Bungendore residents said the black-clad tactical officers crashed their LandCruiser through the front gates of the target premises, a small landscape supply company in King Street.
Precautions were necessary because the syndicate had close links to a bikie gang, ACT Chief Police Officer Ray Johnston revealed.
After simultaneous search warrants in Queanbeyan and Bungendore, two men appeared in Queanbeyan Local Court on Monday as a result of the raid.
They are Timothy John Engstrom, 34, and Adam Phillip Hunter, 35, both of Queanbeyan. Neither man applied for bail, nor entered pleas. They will be held in custody until their next scheduled court appearance on September 9.
The two men are expected to face high-level drug trafficking charges, which potentially carry a maximum sentence of life imprisonment.
The drugs arrived into Australia in a second-hand 20-tonne Caterpillar excavator, shipped out of South Africa and into Sydney's Port Botany container terminal.
Border Force officers were suspicious about the origins of the heavy equipment and X-rayed sections of it. "Anomalies" were found and investigated.
The cocaine was concealed within the hollow steel lifting boom. The void was filled with 384 one-kilogram packets of the drug, welded shut, and carefully restored to the factory colour.
The concealment was described by Border Force acting deputy commissioner of operations Sharon Huey as a "targeted detection" that was "incredibly sophisticated" and "very specialised".
"From the outside it didn't look like it had been tampered with at all."
She said it took two days for Border Force officers to cut into the arm, extract the drugs, substitute them and return the excavator to its original condition.
Operation Buxtahude was the name given to the controlled delivery to the Bungendore landscape supplies company, under surveillance by police.
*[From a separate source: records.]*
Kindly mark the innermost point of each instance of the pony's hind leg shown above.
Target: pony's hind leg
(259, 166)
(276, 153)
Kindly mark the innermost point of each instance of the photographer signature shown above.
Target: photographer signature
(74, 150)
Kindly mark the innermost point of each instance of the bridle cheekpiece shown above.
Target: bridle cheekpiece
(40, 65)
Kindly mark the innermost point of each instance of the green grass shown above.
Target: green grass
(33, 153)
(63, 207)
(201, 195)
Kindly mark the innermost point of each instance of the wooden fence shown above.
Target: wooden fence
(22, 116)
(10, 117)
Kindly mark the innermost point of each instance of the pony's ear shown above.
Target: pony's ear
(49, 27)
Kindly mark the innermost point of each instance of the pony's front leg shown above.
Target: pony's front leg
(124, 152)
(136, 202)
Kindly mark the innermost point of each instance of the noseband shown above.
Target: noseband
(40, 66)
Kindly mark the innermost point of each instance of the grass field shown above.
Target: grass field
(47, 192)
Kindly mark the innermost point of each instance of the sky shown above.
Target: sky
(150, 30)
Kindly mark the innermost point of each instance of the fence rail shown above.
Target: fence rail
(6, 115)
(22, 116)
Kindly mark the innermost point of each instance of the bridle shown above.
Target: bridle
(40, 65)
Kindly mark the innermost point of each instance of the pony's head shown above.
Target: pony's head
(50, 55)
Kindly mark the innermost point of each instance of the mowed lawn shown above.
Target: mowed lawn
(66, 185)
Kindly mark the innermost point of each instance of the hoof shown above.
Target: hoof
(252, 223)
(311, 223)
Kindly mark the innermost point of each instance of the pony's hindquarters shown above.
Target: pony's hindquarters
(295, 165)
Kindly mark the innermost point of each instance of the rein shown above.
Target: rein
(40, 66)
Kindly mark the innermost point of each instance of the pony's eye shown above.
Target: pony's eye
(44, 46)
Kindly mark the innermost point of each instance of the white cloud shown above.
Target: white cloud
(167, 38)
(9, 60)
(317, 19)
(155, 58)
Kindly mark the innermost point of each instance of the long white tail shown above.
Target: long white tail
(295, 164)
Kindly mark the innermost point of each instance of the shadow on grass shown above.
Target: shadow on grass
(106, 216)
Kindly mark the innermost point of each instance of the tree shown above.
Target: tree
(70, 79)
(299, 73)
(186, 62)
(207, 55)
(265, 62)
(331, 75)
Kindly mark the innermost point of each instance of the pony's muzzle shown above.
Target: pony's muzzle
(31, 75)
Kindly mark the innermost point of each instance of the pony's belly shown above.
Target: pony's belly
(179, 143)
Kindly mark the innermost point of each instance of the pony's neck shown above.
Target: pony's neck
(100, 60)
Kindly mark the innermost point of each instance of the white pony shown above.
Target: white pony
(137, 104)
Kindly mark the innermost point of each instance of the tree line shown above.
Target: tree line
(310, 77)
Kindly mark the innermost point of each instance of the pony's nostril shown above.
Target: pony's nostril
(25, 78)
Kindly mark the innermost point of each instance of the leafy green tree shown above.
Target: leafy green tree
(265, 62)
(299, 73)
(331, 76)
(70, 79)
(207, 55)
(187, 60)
When police entered the Bungendore premises, simultaneous warrants were executed in Queanbeyan, where the arrests were made.
She described the size of the seizure as significant from a national perspective.
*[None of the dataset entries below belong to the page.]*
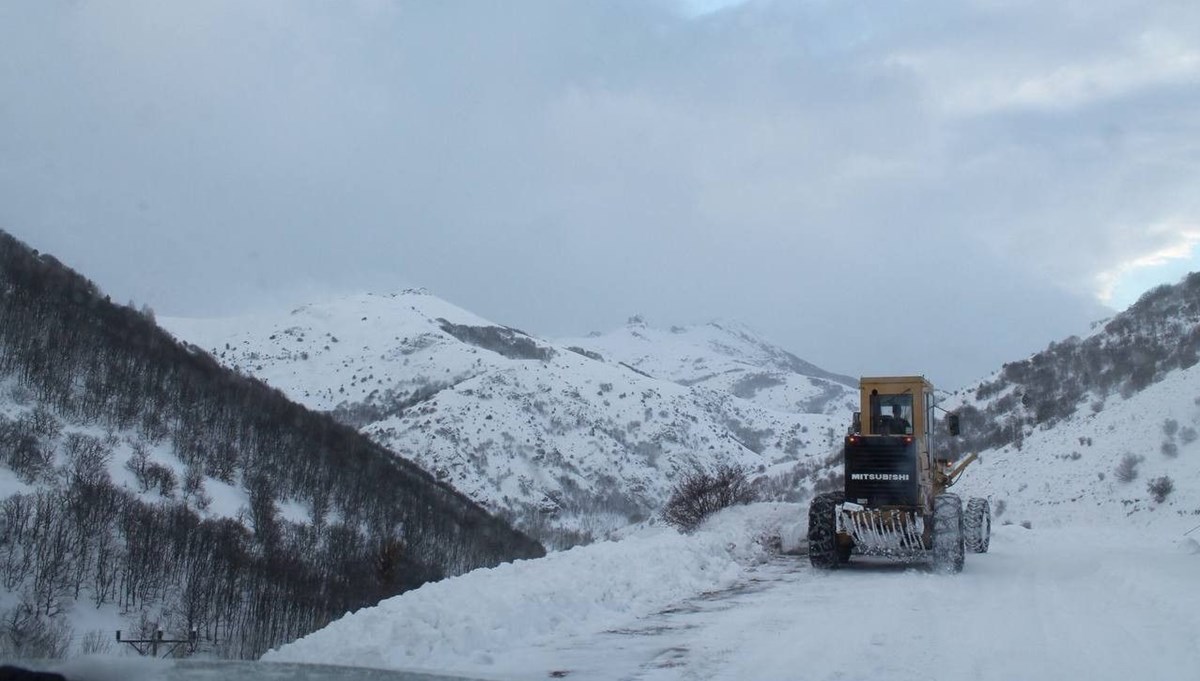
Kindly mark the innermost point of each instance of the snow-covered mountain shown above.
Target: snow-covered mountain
(730, 357)
(1098, 428)
(144, 487)
(563, 438)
"To put this in perspective, in the 2017-18 financial year approximately 795 kilograms of cocaine were detected at the border; this 384 kilogram delivery represents almost half that amount," acting deputy Commissioner Huey said.
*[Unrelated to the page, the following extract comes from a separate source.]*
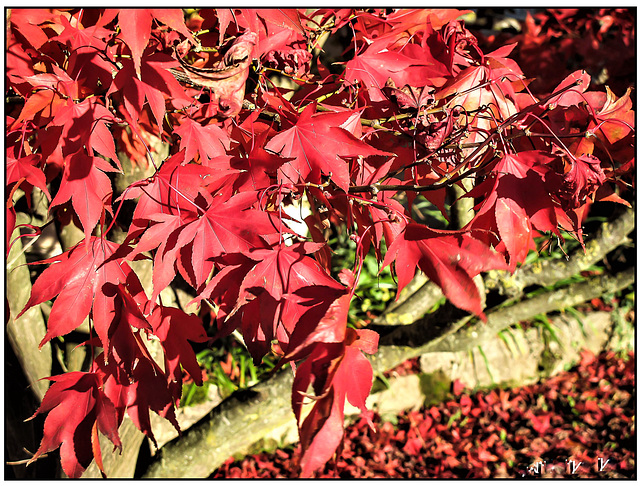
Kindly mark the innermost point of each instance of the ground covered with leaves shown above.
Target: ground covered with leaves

Chief Police Officer Johnston said "a range of information was provided" to Border Force partly from the public and through ACT police investigations.
It is suspected that the target market for the cocaine was Canberra, the South Coast and the Snowy Mountains region.
"I suspect this is not an insignificant hit to the syndicate; $144 million is a lot of income," Chief Police Officer Johnston said.
"In any of these criminal enterprises there are associations and connections and other syndicates working in cahoots . . . they inevitably will have their own enterprises so we have to stay on our toes to identify them."
As operations were ongoing, he would not comment further only that police "continue to stay interested in this particular syndicate".
"ACT Policing will continue to provide operational information and intelligence to the AFP national anti-gangs squad which will continue to work with our partners offshore."
Australia is seen as a lucrative cocaine market because of the high price the drug fetches.